1. (15 pts total) A matching in a graph G is a subset EM ⊆ E(G) of edges such that each vertex touches at most one of the edges in EM. Recall that a bipartite graph is a graph G on two sets of vertices, V1 and V2, such that every edge has one endpoint in V1 and one endpoint in V2. We sometimes write G = (V1,V2;E) for this situation. For example:
V1 : 1 2 3 4 5 6
V2 : 7 8 9 10 11
The edges in the above example consist of all the lines, whether solid or dotted; the solid lines form a matching. The bipartite maximum matching problem is to find a matching in a given bipartite graph G , which has the maximum number of edges among all matchings in G.
(a) Prove that a maximum matching in a bipartite graph G = (V1,V2;E) has size at most min{|V1|,|V2|}. (b) Show how you can use an algorithm for max-flow to solve bipartite maximum matching on undirected simple bipartite graphs.
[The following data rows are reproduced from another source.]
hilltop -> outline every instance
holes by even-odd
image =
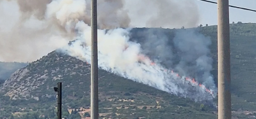
[[[211,56],[214,59],[212,74],[216,78],[217,26],[197,29],[212,39]],[[131,31],[131,40],[140,39],[139,43],[143,43],[147,39],[141,34],[149,30],[172,39],[177,29],[134,29]],[[253,111],[256,109],[256,97],[254,95],[256,81],[253,80],[256,76],[256,53],[254,52],[256,24],[230,24],[230,32],[232,110],[234,116],[243,118],[253,116]],[[102,116],[216,118],[214,114],[216,109],[213,108],[188,99],[178,97],[103,70],[99,70],[99,78],[100,112]],[[90,66],[86,62],[52,52],[17,71],[4,83],[3,94],[5,96],[1,101],[4,101],[5,115],[13,112],[13,115],[23,115],[25,118],[33,118],[31,116],[36,115],[38,116],[46,116],[43,118],[54,117],[56,116],[54,112],[56,101],[52,88],[61,80],[64,87],[65,113],[63,115],[73,116],[73,118],[74,116],[78,117],[79,113],[90,110],[88,109],[90,106]],[[214,80],[216,83],[216,78]],[[10,98],[12,100],[9,100]],[[68,109],[78,108],[80,109],[72,112],[71,116],[68,115]],[[246,111],[250,111],[252,115],[241,115],[246,113]],[[88,113],[85,113],[86,115]]]
[[[5,100],[4,103],[13,106],[9,109],[13,112],[26,112],[22,111],[26,107],[28,110],[40,109],[43,115],[49,114],[56,101],[53,87],[61,81],[63,103],[66,111],[81,108],[88,111],[90,68],[86,62],[76,58],[51,52],[16,71],[5,82],[3,90],[5,98],[11,97],[15,101]],[[160,116],[169,118],[170,115],[175,118],[216,118],[213,114],[214,109],[206,105],[170,95],[103,70],[99,70],[99,74],[100,116],[127,118],[156,118]],[[15,114],[19,113],[22,113]],[[64,113],[63,116],[68,115]]]

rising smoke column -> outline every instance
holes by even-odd
[[[68,4],[79,1],[83,3],[83,6],[73,6],[71,8],[70,8],[69,10],[76,8],[83,9],[83,12],[72,12],[68,17],[69,22],[63,23],[58,18],[47,15],[51,10],[58,9],[49,10],[49,4]],[[131,27],[188,27],[196,26],[199,20],[197,6],[191,0],[150,2],[98,0],[98,2],[100,29]],[[90,0],[1,0],[0,6],[1,61],[36,60],[72,39],[76,36],[74,26],[79,21],[90,25]],[[61,9],[60,14],[67,8]]]
[[[40,23],[42,26],[34,27],[33,29],[28,29],[29,31],[27,29],[22,29],[25,33],[27,31],[29,31],[26,37],[29,38],[31,37],[30,35],[32,35],[32,36],[35,35],[34,37],[31,38],[40,39],[40,41],[42,41],[42,42],[38,45],[44,46],[44,48],[49,48],[47,46],[45,46],[47,44],[52,45],[53,48],[56,48],[63,46],[69,40],[76,39],[70,45],[67,45],[63,48],[59,49],[59,51],[90,63],[91,34],[90,23],[88,23],[89,20],[88,20],[90,19],[90,11],[88,11],[90,8],[88,7],[90,3],[88,4],[87,1],[87,0],[52,1],[46,6],[44,18],[36,18],[36,16],[33,15],[29,17],[29,20],[33,19],[34,22],[35,21],[34,24]],[[109,7],[106,9],[102,8],[100,10],[109,11],[101,13],[114,13],[109,15],[109,16],[113,15],[113,17],[107,17],[106,19],[104,19],[104,15],[102,15],[103,17],[100,20],[102,21],[99,21],[99,25],[102,26],[102,28],[129,26],[130,20],[124,18],[123,16],[119,16],[127,12],[123,8],[124,1],[122,1],[122,3],[113,1],[102,0],[102,3],[100,3],[102,5],[99,4],[99,6],[102,8]],[[125,1],[128,2],[128,1]],[[167,3],[166,3],[166,4]],[[109,7],[113,4],[117,5],[116,8]],[[164,11],[164,12],[166,11],[166,10]],[[161,11],[159,12],[161,13]],[[150,14],[150,13],[148,14]],[[40,14],[38,13],[39,15]],[[171,15],[173,15],[171,14]],[[100,18],[100,16],[99,15],[99,18]],[[124,16],[126,17],[126,15]],[[113,18],[118,20],[117,22],[113,21],[111,20]],[[156,20],[154,18],[152,18],[152,20]],[[18,26],[23,26],[24,27],[25,23],[28,22],[21,23],[20,24],[20,22],[19,22]],[[33,22],[29,22],[28,23]],[[34,26],[33,24],[30,25]],[[51,30],[50,31],[51,32],[47,32],[47,31],[49,31],[47,30]],[[193,85],[182,80],[184,78],[177,76],[177,74],[172,73],[170,68],[164,67],[157,62],[155,65],[152,65],[152,62],[155,62],[155,60],[154,59],[150,59],[148,58],[147,55],[145,54],[145,51],[143,52],[143,49],[141,48],[141,45],[129,41],[128,35],[130,30],[129,29],[120,28],[109,31],[98,29],[99,65],[100,68],[169,93],[191,98],[196,101],[212,99],[212,97],[206,92],[204,88],[193,87]],[[17,31],[17,32],[20,32],[21,31]],[[23,32],[22,33],[23,34]],[[49,36],[43,34],[46,33],[49,33]],[[65,35],[67,35],[67,36]],[[49,39],[47,38],[51,38],[52,36],[56,36],[58,38],[54,39],[53,41],[51,40],[50,41],[44,41],[44,39]],[[179,36],[179,35],[177,36]],[[196,36],[196,35],[195,39],[197,38]],[[23,38],[25,39],[26,37]],[[74,39],[72,38],[73,37],[74,37]],[[6,38],[8,39],[7,37]],[[28,41],[29,41],[31,39]],[[157,40],[157,39],[155,40]],[[44,43],[44,41],[46,42]],[[186,43],[186,40],[184,41],[184,43]],[[65,43],[56,46],[56,44],[57,43],[55,43],[60,42]],[[160,43],[158,45],[161,45],[162,43]],[[24,46],[20,47],[22,48],[22,46]],[[36,45],[36,46],[38,46]],[[29,48],[29,46],[27,47]],[[168,48],[168,47],[166,47],[167,50],[170,50]],[[22,50],[22,48],[19,50]],[[157,51],[160,52],[161,50],[161,48],[159,48]],[[33,49],[30,49],[30,50],[35,51]],[[27,52],[29,52],[29,51],[30,50],[27,50]],[[39,51],[33,53],[35,53],[38,52]],[[198,64],[202,65],[202,64],[198,63]],[[187,74],[184,75],[186,74]],[[201,83],[205,83],[204,78],[202,78],[202,80]],[[208,81],[208,80],[207,80],[207,82],[211,82]],[[206,85],[208,84],[205,83]],[[206,86],[209,87],[209,85]],[[210,90],[214,91],[214,88],[210,88]]]
[[[77,31],[75,41],[58,51],[90,63],[91,28],[84,22],[79,21],[79,15],[72,15],[83,16],[81,11],[86,10],[84,7],[86,3],[74,1],[65,4],[60,4],[61,1],[52,2],[47,6],[46,15],[51,18],[57,18],[60,23],[67,24],[68,26],[69,23],[75,24],[72,27]],[[80,5],[82,6],[79,7]],[[108,31],[98,29],[99,66],[100,69],[196,101],[212,99],[204,88],[193,87],[184,78],[172,73],[170,70],[159,64],[152,65],[154,59],[150,59],[143,53],[141,45],[129,41],[130,30],[121,28]],[[158,45],[163,43],[164,42],[159,43]],[[166,50],[168,50],[167,46]],[[160,51],[161,48],[157,50]],[[213,88],[210,90],[214,91]]]
[[[80,22],[77,24],[76,28],[79,34],[76,38],[76,40],[58,51],[90,63],[90,27]],[[152,65],[154,60],[142,53],[141,45],[129,41],[129,31],[124,29],[98,30],[100,69],[196,101],[212,99],[212,95],[205,92],[204,87],[190,84],[186,81],[186,77],[172,73],[171,70],[159,64]],[[209,81],[208,79],[205,80]],[[204,81],[202,81],[201,84],[204,84]],[[209,85],[205,86],[208,87]],[[209,90],[216,93],[214,87]]]

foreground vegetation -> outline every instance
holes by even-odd
[[[211,48],[214,59],[212,73],[216,78],[217,27],[197,29],[212,39]],[[143,39],[145,36],[141,34],[148,30],[133,29],[132,40]],[[156,34],[163,33],[172,39],[177,29],[154,30],[158,32],[155,32]],[[230,24],[230,32],[233,115],[238,118],[253,117],[256,116],[256,89],[254,88],[256,85],[254,80],[256,24]],[[56,99],[52,88],[60,80],[63,83],[63,117],[81,118],[90,116],[90,67],[86,63],[52,52],[30,63],[25,69],[29,71],[28,75],[21,80],[13,81],[3,90],[9,95],[15,94],[16,97],[11,97],[17,99],[9,100],[10,97],[7,95],[1,97],[3,101],[1,103],[4,104],[1,107],[4,113],[1,113],[0,117],[56,118]],[[217,83],[216,78],[215,81]],[[216,110],[212,107],[170,95],[102,70],[99,71],[99,92],[101,118],[212,119],[217,117],[214,114]],[[40,99],[36,101],[37,99]]]

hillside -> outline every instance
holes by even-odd
[[[22,68],[28,63],[0,62],[0,82],[3,83],[16,70]]]
[[[135,118],[214,118],[214,109],[156,90],[145,85],[99,70],[100,115],[105,117]],[[90,66],[78,59],[55,52],[16,71],[4,85],[3,92],[8,99],[5,109],[23,113],[24,107],[40,109],[49,114],[56,106],[53,87],[63,82],[63,103],[66,109],[83,108],[90,106]],[[18,86],[19,85],[19,86]],[[15,108],[14,108],[15,106]],[[45,109],[48,109],[47,111]],[[28,111],[28,110],[27,110]],[[132,115],[131,115],[132,114]],[[202,116],[204,115],[204,116]],[[47,115],[50,117],[51,115]],[[67,113],[63,113],[67,116]]]
[[[212,74],[217,83],[217,27],[207,26],[198,29],[212,39]],[[253,117],[256,115],[256,81],[253,79],[256,76],[256,24],[230,24],[230,29],[233,115],[238,118]],[[172,39],[175,30],[134,29],[131,37],[132,41],[143,44],[147,42],[145,33],[150,31]],[[168,60],[161,63],[167,65]],[[178,97],[103,70],[99,71],[99,78],[100,116],[112,118],[216,118],[213,114],[214,108],[205,104]],[[87,109],[90,105],[90,67],[86,63],[55,52],[50,53],[16,71],[4,83],[3,91],[5,96],[1,97],[4,104],[4,115],[10,115],[12,112],[13,115],[23,115],[24,118],[35,118],[34,116],[42,114],[45,116],[42,118],[54,117],[56,101],[52,88],[61,80],[64,87],[63,116],[73,116],[71,118],[79,116],[79,113],[90,110]],[[10,97],[16,100],[9,100]],[[75,108],[81,109],[68,115],[67,110]],[[244,115],[246,113],[252,114]]]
That is, give an algorithm which, given an undirected simple bipartite graph G = (V1,V2;E), (1) constructs a directed, weighted graph G0 (which need not be bipartite) with weights w : E(G0) → R as well as two vertices s,t ∈ V (G0), (2) solves max-flow for (G0,w),s,t, and (3) uses the solution for max-flow to find the maximum matching in G. Your algorithm may use any max-flow algorithm as a subroutine. (c) Show the weighted graph constructed by your algorithm on the example bipartite graph above.
2. (20 pts total) In the review session for his Deep Wizarding class, Dumbledore reminds everyone that the logical definition of NP requires that the number of bits in the witness w is polynomial in the number of bits of the input n. That is, |w| = poly(n). With a smile, he says that in beginner wizarding, witnesses are usually only logarithmic in size, i.e., |w| = O(logn). (a) Because you are a model student, Dumbledore asks you to prove, in front of the whole class, that any such property is in the complexity class P. (b) Well done, Dumbledore says. Now, explain why the logical definition of NP implies that any problem in NP can be solved by an exponential-time algorithm.
(c) Dumbledore then asks the class: “So, is NP a good formalization of the notion of problems that can be solved by brute force? Discuss.” Give arguments for both possible answers.
3. (30 pts total) The Order of the Phoenix is trying to arrange to watch all the corridors in Hogwarts, to look out for any Death Eaters. Professor McGonnagall has developed a new spell, Multi-Directional Sight, which allows a person to get a 360-degree view of where they are currently standing. Thus, if they are able to place a member of the Order at every intersection of hallways, they’ll be able to monitor all hallways. In order not to spare any personnel, they want to place as few people as possible at intersections, while still being able to monitor every hallway. (And they really need to monitor every hallway, since Death Eaters could use Apparition to teleport into an arbitrary hallway in the middle of the school.) Call a subset S of intersections “safe,” if, by placing a member of the Order at each intersection in S, every hallway is watched.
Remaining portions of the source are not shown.